Why Does My Son Cry Whenever My Husband Holds Him?

For the last 3 to 4 weeks our 4 month old son has taken to crying within moments when picked up by my husband and won’t allow him to feed him.

He perseveres trying to console him but he can still be crying after 15-20 mins. We believe this to have started since my husband held him whilst getting his first immunisations!? Our son (around the same time) has also been waking from sleep crying/wailing – which he never did previously.

Both my Husband and son prior to this were more than happy to keep each other company while I went out. We have tried my leaving the room to keep out of eye and earshot but this seems to make no difference.

My Husband is very upset that he has done/doing something wrong, do you have any advice?

SR March 2009

Firstly, I am quite sure that your husband has done nothing wrong and has nothing to worry about.

However, being rejected by your child like this can be very upsetting and it is often very difficult to work out exactly what may have happened to create a situation like this.

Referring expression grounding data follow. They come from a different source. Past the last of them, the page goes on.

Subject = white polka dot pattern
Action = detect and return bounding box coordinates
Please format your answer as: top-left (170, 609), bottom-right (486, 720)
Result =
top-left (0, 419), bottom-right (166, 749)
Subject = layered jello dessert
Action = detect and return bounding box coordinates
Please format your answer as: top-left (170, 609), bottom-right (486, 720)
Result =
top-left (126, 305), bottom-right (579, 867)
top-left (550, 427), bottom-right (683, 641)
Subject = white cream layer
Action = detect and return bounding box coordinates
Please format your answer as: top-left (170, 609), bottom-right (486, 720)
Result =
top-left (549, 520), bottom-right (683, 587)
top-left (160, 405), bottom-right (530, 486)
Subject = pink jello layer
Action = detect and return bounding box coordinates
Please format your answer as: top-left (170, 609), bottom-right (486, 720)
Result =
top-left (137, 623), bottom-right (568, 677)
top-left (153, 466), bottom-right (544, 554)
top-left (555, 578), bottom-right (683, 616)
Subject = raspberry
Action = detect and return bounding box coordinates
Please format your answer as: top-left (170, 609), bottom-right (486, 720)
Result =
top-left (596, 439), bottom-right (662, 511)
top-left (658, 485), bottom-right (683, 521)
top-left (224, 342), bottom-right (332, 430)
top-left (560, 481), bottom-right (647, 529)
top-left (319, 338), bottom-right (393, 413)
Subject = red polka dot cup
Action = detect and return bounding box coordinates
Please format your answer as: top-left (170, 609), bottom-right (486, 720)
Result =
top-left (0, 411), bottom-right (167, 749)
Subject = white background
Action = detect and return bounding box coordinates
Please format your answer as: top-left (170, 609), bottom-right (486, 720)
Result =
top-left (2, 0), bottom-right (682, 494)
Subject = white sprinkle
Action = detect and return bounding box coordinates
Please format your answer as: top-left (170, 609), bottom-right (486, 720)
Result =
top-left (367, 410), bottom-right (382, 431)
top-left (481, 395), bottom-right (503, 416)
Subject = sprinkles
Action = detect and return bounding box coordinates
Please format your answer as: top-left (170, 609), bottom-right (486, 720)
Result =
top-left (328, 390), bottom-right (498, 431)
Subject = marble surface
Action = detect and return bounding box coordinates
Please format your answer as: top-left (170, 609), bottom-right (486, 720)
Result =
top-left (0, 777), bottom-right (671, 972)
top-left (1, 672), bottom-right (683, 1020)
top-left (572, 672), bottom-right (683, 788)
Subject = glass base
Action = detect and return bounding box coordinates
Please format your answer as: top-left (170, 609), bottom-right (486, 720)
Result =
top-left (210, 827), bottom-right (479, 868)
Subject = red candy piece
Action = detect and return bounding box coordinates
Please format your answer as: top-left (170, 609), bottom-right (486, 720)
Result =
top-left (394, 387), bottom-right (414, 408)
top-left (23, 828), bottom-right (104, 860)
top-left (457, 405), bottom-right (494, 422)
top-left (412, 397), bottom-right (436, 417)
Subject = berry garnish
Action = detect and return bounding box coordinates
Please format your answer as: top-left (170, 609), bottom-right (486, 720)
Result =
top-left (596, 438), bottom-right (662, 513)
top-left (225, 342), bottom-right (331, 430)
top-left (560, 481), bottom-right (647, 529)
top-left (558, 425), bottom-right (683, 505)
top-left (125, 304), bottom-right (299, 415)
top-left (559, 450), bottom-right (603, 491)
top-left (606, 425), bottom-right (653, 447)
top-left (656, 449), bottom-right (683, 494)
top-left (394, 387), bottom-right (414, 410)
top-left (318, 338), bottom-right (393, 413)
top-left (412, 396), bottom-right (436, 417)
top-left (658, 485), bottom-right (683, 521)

If you are at home with your son while your husband works you may find that as your baby starts to get bigger, it is likely that he will become more attached and more used to you holding him and feeding him.

I can understand that you are both concerned about this and it is natural to draw the conclusion that the change in your son’s behaviour towards your husband could be linked in some way to the immunisation incident.

However, babies forget about things like this quite quickly so I would imagine any long lasting link is unlikely.

Babies go through different stages and phases all the time as they continue to grow and develop, and it could simply be that your baby is doing that now.

This is perfectly normal and within a few weeks it could be that the tables have turned and it’s your turn to have a hard time! Babies do however pick up on stress and anxiety and can sense if people are worried, stressed or anxious about something.

If your husband does have pressure from work or other worries, or is simply anticipating your baby crying when he holds him, it could well trigger the behaviour.

A good idea might be for you to both sit with your baby and take it in turns to hold him and feed him.

With you close by your son may feel more secure and less likely to start crying. Gradually start moving further away, leaving your husband alone with your son and you may find that things return to normal.

The sleepless nights are likely to be unrelated and could well be because of teething, growth spurts or a need for an extra feed.

Make sure that you carry out all the normal checks related to room temperature, bed linen, light/dark and so on and also ensure that your baby is in the right size and absorbency of nappy.

This may sound very obvious but it could be that he is waking in the night because he is filling his nappy more and could need a bigger one.

If the situation does not improve, talk to your health visitor as they will be able to advise you on other options. Good luck! I am sure that things will soon start to improve.